Many of Wayne's later "Wayne-centric" movies work out quite well when the movie itself gives the other characters room to work, but The Comancheros really doesn't do that as well as it should. Whitman's Regret is a likable rogue but loses most of his color once he has to play off Wayne's Cutter. Lee Marvin is mostly wasted in a throwaway role early in the movie.
Nor does The Comancheros have a strong enough story to rank with the best of Wayne's best work once he'd hit icon status; important plot points early in the movie get dismissed when it's convenient to do so.

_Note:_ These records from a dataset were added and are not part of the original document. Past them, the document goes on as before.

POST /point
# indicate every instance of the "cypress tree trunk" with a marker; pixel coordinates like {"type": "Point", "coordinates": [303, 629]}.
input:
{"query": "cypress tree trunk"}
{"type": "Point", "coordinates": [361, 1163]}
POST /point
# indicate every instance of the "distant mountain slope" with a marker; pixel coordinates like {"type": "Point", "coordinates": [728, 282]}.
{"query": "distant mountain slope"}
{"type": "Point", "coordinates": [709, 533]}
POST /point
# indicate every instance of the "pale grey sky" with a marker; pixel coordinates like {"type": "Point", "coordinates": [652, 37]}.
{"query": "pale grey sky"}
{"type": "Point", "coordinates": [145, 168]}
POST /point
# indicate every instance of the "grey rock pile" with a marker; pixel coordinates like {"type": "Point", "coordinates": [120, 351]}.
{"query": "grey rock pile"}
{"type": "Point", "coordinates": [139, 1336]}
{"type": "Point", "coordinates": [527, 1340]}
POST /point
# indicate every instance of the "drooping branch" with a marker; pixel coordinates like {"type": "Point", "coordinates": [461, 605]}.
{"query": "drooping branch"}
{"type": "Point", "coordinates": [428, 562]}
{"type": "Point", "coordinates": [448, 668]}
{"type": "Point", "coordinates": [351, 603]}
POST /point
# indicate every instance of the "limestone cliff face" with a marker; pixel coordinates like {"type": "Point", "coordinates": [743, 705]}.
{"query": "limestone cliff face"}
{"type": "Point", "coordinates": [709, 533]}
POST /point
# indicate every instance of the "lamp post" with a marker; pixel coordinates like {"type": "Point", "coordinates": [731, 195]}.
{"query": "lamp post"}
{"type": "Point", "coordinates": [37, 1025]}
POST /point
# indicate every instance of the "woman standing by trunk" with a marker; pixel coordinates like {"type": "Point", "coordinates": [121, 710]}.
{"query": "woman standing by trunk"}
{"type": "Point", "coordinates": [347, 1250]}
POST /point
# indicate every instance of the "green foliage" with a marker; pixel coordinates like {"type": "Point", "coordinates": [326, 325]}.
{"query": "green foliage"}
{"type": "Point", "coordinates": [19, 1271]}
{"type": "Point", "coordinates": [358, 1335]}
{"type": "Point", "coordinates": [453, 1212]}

Cutter talks about the importance of the oath he took to uphold the law when he tells Regret he's still going to take him in even after the gambler fights at his side during an attack but that importance is apparently gone once several Rangers decide to break it by false testimony on Regret's behalf.
The Comancheros has a great look and it really only lags when it has to stop for some exposition. Director Michael Curtiz knew his way around action movies and high-quality pictures -- he directed The Adventures of Robin Hood and The Sea Hawk as well as Casablanca -- and he had a reputation for keeping the storytelling pedal pressed to the floor. Curtiz was too ill to finish The Comancheros and Wayne finished for him, but without a noticeable dropoff. The movie's main problems were its makeshift story and its unwillingness to let its lesser stars shine as brightly as the center. The combination doesn't make a bad movie, but it leaves The Comancheros firmly in the middle of the pack of Wayne's icon-era work and well below his best.